According to the study, due to CMS’ constraints, the Part D program pays 73 percent more than Medicaid and 80 percent more than the VHA for drugs. If Part D could secure the same prices as these other programs, it would save between $15.2 billion and $16 billion per year. However, even Medicaid and VHA pay higher prices than many countries in the Organization for Economic Co-operation and Development (OECD). The majority (21) of OECD countries cover 100 percent of their populations with a public drug plan, while the U.S. and Canada rely on private plans and have higher drug costs. Studies show that U.S. costs per capita for drugs are $1,010, while the OECD average is $498. Further, 19 percent of Americans chose not to fill prescriptions due to cost in 2014, which is a high ratio of cost related non-adherence (CRNA).

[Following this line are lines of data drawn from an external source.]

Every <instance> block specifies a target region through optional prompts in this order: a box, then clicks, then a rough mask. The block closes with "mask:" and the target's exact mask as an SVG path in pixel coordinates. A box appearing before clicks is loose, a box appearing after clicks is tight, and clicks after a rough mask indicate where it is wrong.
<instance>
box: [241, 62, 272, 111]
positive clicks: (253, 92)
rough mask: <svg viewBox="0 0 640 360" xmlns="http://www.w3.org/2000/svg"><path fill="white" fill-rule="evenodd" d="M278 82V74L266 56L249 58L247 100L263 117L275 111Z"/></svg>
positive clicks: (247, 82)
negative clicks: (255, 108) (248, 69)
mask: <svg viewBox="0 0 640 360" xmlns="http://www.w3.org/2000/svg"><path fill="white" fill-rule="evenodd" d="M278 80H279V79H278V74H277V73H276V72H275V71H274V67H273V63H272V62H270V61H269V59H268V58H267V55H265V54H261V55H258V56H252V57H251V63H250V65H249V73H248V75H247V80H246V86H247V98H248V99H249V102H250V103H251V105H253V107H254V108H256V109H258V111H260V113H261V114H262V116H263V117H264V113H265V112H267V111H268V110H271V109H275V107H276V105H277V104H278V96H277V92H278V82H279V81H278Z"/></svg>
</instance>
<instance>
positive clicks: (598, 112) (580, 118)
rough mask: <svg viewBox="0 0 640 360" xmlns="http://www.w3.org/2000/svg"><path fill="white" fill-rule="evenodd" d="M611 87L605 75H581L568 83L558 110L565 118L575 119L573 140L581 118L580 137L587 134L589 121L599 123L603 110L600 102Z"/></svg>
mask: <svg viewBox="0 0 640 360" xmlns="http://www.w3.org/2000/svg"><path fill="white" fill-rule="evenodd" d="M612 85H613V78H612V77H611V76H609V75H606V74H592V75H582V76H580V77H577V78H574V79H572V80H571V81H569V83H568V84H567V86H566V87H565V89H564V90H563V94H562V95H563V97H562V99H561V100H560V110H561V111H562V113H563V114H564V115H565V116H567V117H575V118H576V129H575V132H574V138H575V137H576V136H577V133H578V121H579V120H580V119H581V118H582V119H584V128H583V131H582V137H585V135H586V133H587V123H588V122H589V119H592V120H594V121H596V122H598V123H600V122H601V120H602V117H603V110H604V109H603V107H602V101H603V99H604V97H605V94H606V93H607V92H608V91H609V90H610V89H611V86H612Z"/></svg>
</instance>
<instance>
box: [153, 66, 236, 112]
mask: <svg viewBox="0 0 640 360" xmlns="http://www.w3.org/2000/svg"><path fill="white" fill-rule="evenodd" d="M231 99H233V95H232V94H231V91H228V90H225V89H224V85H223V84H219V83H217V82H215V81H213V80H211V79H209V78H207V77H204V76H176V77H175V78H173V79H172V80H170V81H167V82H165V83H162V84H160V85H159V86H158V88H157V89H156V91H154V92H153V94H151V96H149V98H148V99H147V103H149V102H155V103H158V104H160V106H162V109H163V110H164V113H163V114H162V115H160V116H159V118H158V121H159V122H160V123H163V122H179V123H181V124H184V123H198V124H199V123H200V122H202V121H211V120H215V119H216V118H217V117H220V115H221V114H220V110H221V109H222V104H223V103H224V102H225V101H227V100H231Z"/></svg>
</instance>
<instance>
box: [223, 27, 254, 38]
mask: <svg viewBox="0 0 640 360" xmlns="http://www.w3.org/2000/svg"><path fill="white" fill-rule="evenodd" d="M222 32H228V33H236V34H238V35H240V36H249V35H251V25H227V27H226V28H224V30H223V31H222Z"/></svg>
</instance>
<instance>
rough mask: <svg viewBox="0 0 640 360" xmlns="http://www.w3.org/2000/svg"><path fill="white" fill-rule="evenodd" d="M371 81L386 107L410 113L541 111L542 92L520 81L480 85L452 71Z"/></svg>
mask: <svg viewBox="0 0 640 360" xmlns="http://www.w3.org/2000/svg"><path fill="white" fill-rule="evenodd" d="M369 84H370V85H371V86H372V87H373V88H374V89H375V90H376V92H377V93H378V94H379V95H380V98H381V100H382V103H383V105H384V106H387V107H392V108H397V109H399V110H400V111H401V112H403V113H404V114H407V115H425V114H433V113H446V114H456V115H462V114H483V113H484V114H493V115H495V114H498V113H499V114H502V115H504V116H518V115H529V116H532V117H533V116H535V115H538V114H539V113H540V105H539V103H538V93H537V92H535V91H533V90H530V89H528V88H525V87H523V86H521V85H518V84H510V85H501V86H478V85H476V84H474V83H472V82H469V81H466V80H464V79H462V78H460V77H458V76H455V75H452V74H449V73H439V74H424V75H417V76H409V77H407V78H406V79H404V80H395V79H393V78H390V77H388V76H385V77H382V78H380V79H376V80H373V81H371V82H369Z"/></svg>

Although the Patient Protection and Affordable Care Act (ACA) (P.L. 111-148) reduced the CRNA from 26 percent in 2010, other countries have ratios from 2 percent to 13 percent.

In 2014, Part D provided no coverage for the first $310 a beneficiary spent on drugs per year without a rebate, then covered 75 percent of spending between $310 and $2,850 with a rebate average of 17 percent. Between this amount and the catastrophic limit on out-of-pocket costs of $4,550, the study notes, there is limited coverage for generic and brand-name drugs although there is a mandatory discount of 50 percent for brand name drugs. The report notes that discounts and rebates are different, as rebates are reimbursed by manufacturers after the drug is purchased at full price and discounts are price reductions at the point of sale. Sponsor rebates lowered Part D payments to an average of 83 percent of official manufacturer prices.

Medicaid receives a mandatory rebate of at least 23.1 percent of the average manufacturer’s price for brand-name drugs. An inflation rebate is imposed if the average price rises faster than general inflation, and represents more than half of brand-name drug rebates. The VHA has four different options for receiving lower prices on drugs, and by utilizing the option that offers the lowest price, VHA paid on average about 46 percent of official manufacturer prices.


Proponents of the current system argue that public interference would undermine the competitive system used by plan sponsors. The report’s authors argue that Switzerland and the Netherlands also have managed competition models, like Part D, and that lower drug prices do not undermine competition among insurers and beneficiaries in these countries are subject to lower premiums. The authors also dispute the argument that reducing prices would also reduce research and development spending with by arguing that the Part D system offers few incentives for innovation, and manufacturers are more likely to produce new drugs that are extremely similar to existing drugs, but more expensive. They recommend that Part D should reduce brand name drug prices to at least match the levels of Medicaid or VHA, introduce mandatory discounts similar to VHA’s inflation discount, require generic substitution, and use these price reductions to reduce copays and deductibles.